Sassy Granny ... said...

Not really. In fact, when I think of "critiquing", or even "criticism", for that matter, I think of the enemy - the one forever accusing believers before the Lord. It has a way of harnessing my own tongue; and giving pause to how I might BEST share a truth with someone, for whatever reason.

A critical eye may be necessary for some purposes, but it's not one suited to me, or for me. Truth can be delivered with powerful gentleness - but for sure that can't be unless love drives it.

So good to see your buoyed heart, my friend.


Anonymous said...

I've been lucky enough to have constructive criticism to my work, not 'trash it all' comments. That's hard! Who thinks they have the right to say that? What one person likes another one wll dislike. I've read a few bestsellers that I do deem worthy of their success. But it's just my humble opinion. So, yes, always be kind. Offer solutions. Never put anyone down.

Helen Ginger said...

I have been in such a group. When if became clear to me (I was driving home meeting after meeting screaming) that it was toxic for me, I dropped out.

Straight From Hel

BeckyJoie said...

I've learned both to listen to critiques and to ignore them. There may be a grain of truth in the dirt slung at me but also there is no need to wallow in the mud. Tough critiques build the writer up if the writer can toughen enough to hear it. I remember my first tough critique. I cried all the way home. Later, I was able to sort out the truth from the prejudice of what the reader thought. It didn't make it hurt any less but I think it helped me to prepare for how readers might react to what I write. Ya can't please all of the people all of the time. Right?

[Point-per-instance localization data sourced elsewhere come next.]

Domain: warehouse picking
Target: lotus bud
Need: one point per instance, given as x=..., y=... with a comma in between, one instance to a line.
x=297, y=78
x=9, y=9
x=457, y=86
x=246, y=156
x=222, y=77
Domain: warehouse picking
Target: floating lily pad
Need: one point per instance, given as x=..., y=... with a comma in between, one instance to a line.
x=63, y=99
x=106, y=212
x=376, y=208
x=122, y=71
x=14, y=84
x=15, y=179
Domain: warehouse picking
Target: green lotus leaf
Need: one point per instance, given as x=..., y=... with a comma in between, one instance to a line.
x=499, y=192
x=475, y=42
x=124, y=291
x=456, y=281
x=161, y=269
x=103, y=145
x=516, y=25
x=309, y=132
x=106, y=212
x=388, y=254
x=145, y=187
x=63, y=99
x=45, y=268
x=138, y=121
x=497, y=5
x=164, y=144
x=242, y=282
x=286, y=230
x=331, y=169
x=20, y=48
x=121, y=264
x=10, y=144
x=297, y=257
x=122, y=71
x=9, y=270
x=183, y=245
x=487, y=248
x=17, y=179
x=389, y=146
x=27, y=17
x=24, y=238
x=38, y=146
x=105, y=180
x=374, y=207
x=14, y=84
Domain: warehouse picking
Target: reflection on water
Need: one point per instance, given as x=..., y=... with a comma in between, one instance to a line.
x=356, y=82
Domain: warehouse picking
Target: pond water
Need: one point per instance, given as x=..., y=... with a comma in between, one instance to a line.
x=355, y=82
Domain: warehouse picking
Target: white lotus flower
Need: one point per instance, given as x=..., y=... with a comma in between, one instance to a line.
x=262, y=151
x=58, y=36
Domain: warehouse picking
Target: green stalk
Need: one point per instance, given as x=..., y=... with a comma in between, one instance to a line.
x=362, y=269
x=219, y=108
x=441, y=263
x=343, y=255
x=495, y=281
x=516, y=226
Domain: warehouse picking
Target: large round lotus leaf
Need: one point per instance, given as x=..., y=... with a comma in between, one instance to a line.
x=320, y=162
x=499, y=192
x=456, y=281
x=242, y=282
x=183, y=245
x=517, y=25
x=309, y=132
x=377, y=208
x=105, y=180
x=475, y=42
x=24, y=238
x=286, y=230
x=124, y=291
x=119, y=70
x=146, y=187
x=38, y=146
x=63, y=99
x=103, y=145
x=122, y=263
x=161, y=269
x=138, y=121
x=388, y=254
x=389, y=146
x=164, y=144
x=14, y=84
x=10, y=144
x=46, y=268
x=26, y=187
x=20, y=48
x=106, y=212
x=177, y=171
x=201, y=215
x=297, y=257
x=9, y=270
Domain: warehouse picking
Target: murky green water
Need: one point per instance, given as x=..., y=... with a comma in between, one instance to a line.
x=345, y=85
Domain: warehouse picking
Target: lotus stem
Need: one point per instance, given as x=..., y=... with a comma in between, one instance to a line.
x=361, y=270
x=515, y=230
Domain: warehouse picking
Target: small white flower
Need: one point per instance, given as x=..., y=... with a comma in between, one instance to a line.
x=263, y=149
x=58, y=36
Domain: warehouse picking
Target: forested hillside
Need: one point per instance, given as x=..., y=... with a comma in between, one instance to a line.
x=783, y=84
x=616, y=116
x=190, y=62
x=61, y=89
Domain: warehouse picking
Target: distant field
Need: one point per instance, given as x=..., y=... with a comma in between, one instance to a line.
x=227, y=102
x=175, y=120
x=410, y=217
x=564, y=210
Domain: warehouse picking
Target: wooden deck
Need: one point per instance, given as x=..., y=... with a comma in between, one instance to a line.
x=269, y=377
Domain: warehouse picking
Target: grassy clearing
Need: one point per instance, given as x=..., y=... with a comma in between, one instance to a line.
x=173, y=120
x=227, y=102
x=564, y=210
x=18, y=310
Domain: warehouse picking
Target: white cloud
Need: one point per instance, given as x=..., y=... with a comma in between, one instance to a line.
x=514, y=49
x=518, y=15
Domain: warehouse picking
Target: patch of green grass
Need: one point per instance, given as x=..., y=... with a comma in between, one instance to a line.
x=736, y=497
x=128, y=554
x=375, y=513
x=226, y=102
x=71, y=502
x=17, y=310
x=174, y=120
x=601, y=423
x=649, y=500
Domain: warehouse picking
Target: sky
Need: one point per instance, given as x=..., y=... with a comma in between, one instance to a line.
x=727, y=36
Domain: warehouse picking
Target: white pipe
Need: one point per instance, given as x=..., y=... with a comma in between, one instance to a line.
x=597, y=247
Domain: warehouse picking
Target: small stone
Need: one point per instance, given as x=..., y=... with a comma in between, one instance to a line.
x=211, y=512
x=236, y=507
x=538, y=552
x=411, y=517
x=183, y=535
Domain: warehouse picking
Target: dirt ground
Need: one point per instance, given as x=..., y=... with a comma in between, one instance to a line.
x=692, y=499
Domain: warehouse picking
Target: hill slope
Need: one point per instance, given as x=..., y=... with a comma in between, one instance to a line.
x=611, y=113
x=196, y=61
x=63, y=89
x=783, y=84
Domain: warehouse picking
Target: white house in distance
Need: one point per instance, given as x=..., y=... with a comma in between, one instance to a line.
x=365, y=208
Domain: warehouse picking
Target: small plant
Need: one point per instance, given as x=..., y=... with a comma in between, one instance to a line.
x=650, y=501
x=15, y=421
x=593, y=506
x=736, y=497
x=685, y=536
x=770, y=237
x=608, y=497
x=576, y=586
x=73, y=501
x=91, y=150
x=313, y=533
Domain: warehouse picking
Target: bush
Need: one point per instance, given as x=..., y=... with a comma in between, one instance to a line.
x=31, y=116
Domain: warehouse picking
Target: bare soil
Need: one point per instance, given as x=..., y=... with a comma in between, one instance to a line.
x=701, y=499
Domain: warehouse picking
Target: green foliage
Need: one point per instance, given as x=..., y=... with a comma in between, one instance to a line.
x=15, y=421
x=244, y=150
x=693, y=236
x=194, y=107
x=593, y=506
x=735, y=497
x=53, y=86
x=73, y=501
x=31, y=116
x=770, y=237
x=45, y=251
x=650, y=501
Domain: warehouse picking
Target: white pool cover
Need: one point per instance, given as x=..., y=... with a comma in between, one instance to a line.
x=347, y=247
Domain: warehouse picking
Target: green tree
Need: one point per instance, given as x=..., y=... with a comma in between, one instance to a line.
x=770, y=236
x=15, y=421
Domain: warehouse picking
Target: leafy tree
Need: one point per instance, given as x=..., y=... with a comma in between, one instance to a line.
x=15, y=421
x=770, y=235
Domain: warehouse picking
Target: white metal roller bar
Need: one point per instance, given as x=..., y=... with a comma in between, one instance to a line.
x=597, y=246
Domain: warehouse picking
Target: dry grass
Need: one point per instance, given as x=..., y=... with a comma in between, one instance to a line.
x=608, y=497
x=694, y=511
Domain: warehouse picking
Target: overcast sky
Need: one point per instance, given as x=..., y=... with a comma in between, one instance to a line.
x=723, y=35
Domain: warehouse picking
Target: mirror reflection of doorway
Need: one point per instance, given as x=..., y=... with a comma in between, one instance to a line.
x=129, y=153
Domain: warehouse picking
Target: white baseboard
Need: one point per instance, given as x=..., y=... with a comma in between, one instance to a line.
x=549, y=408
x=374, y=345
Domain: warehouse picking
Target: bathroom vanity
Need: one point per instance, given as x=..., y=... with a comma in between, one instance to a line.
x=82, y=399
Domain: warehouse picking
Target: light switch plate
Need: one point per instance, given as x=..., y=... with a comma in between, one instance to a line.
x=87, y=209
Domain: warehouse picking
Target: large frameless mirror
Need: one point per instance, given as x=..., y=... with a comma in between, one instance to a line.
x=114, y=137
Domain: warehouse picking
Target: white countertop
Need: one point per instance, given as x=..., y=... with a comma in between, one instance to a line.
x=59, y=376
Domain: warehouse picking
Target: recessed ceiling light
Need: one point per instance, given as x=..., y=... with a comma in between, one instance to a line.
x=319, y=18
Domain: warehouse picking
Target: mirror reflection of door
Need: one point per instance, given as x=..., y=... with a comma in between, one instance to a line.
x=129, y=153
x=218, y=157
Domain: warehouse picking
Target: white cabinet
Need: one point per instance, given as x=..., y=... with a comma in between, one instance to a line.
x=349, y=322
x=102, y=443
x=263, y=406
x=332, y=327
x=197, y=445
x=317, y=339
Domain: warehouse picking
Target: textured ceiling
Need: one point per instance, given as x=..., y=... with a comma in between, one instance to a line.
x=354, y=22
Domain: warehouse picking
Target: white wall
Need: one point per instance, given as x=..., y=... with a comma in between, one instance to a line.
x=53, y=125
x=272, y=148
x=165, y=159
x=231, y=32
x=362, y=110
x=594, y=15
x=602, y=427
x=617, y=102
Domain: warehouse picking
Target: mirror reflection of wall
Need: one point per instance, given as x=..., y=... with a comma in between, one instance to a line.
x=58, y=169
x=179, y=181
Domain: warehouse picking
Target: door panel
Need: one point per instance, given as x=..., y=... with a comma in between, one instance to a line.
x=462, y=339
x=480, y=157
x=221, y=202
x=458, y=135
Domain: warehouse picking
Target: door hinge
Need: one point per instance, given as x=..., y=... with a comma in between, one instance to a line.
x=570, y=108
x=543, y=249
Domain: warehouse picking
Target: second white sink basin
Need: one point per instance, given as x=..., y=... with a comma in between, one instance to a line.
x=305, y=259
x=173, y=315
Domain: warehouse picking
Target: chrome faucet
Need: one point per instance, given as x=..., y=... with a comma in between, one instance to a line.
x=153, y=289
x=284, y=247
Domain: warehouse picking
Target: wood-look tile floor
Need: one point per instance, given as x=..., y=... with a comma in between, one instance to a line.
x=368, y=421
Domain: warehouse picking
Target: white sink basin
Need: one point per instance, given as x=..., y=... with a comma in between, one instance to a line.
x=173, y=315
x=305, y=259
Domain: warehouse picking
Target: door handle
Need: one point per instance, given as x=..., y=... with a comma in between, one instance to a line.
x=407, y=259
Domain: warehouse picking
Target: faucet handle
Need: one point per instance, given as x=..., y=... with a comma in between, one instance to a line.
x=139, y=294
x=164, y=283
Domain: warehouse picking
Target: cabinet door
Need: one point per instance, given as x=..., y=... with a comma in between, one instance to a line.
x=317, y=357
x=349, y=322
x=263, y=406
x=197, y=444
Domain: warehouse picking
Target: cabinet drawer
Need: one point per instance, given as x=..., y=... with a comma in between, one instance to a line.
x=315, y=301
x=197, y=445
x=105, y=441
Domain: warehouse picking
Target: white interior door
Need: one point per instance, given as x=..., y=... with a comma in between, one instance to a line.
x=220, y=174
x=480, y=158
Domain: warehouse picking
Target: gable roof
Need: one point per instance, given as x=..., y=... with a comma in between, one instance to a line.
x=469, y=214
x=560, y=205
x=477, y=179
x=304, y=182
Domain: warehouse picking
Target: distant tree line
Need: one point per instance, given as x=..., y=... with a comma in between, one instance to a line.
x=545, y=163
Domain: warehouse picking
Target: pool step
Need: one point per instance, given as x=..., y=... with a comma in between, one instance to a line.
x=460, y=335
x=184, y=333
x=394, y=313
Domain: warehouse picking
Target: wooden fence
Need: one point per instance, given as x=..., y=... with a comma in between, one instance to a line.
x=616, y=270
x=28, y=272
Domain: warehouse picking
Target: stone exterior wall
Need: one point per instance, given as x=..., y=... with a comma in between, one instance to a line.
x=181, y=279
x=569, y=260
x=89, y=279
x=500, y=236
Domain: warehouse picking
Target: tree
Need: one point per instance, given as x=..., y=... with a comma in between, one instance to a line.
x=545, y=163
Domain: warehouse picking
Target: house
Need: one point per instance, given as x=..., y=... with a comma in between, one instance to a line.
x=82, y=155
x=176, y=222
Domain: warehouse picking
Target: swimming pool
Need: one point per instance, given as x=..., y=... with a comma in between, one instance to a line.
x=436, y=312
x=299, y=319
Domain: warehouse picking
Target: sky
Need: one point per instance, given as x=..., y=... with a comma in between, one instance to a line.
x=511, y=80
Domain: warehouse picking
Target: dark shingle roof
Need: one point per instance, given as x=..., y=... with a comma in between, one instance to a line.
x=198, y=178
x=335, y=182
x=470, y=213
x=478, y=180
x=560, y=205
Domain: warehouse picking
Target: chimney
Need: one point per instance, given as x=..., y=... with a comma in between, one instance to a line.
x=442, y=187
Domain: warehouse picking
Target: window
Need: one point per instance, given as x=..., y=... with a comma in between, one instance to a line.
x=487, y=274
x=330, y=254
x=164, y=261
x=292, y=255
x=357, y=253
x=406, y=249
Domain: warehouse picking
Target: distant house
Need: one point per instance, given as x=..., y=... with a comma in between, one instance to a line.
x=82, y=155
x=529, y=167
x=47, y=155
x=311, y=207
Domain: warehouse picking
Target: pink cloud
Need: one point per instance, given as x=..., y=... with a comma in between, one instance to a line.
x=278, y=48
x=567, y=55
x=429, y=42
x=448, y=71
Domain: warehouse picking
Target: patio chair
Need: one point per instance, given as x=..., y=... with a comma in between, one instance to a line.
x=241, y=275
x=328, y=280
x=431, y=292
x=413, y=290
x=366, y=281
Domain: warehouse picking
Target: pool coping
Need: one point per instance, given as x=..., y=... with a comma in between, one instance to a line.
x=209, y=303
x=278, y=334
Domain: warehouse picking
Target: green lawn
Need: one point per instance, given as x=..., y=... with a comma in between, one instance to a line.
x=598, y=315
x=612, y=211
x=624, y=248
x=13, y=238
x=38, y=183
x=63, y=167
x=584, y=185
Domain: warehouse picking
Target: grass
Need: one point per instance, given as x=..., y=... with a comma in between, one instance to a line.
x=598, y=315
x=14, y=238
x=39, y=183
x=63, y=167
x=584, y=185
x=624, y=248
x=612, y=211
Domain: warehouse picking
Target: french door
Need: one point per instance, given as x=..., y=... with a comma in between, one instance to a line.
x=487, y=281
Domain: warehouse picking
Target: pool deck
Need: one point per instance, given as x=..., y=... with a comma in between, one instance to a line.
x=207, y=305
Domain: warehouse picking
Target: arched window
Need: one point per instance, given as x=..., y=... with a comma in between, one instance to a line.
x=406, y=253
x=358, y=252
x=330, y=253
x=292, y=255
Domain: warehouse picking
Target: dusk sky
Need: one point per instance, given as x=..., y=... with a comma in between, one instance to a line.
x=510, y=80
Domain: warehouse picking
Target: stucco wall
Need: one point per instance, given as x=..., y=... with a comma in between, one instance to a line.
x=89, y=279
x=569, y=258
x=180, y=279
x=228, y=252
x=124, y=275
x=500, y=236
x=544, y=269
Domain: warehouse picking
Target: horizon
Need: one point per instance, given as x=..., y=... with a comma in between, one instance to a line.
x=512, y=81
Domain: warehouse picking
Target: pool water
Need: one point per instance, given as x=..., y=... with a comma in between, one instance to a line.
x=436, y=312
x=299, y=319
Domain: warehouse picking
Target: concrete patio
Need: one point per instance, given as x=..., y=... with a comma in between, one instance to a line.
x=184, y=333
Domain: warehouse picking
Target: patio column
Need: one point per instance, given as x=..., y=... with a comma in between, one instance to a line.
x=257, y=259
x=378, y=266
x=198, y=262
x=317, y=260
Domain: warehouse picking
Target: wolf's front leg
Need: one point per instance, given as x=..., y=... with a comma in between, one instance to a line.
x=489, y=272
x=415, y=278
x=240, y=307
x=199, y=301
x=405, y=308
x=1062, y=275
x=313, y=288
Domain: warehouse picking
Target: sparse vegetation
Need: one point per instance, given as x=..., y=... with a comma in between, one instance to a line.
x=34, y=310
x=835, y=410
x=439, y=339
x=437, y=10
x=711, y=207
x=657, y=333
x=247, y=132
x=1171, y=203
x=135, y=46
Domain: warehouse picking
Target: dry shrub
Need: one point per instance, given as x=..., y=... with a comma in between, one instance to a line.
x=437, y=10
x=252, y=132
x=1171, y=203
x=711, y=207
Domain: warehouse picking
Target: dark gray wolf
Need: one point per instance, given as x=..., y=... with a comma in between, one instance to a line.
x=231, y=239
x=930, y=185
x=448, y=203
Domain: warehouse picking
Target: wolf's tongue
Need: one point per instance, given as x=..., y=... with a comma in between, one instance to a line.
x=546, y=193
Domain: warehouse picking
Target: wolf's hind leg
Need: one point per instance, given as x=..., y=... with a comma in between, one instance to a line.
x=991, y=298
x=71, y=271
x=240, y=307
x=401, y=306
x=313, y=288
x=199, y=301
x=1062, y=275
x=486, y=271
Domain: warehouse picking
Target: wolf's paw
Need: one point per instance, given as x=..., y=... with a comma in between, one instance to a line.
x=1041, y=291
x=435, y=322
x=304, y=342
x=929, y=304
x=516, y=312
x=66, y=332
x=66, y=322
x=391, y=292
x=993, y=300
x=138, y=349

Whew! Ouch! Raise the Shield!
I'm with Kathleen - sounds like the enemy playing the "jealousy" trump card here instead.

I too, am learning by God's grace [and still often fail], to speak words of "kindness and encouragement", done in love -because that's how TRUTH should always be given!

Just came back for a visit and I'm glad I did.

Choosing JOY, Stephanie
JESUS ONLY in 2010

Sande said...

Yes. And it stopped me writing for yes. I had the same advice although was ten years younger.

I've since learnt more about people and their motives, about motives and grace, and about boundaries and picking who we allow to shape us.

Good critquers are hard to find.

Nehha said...

Sometimes people who make such comments themselves do not realize how harsh could a casual comment be on a learner.

We just need to know what to grasp and what to ignore :)

Heidi Willis said...

Ouch! That's harsh!!

I don't think there's any book that can't be saved. A good critiquer will find the things that work, and find good suggestions to make what doesn't better.

And as a writer, it's important to remember no ONE person is the only view.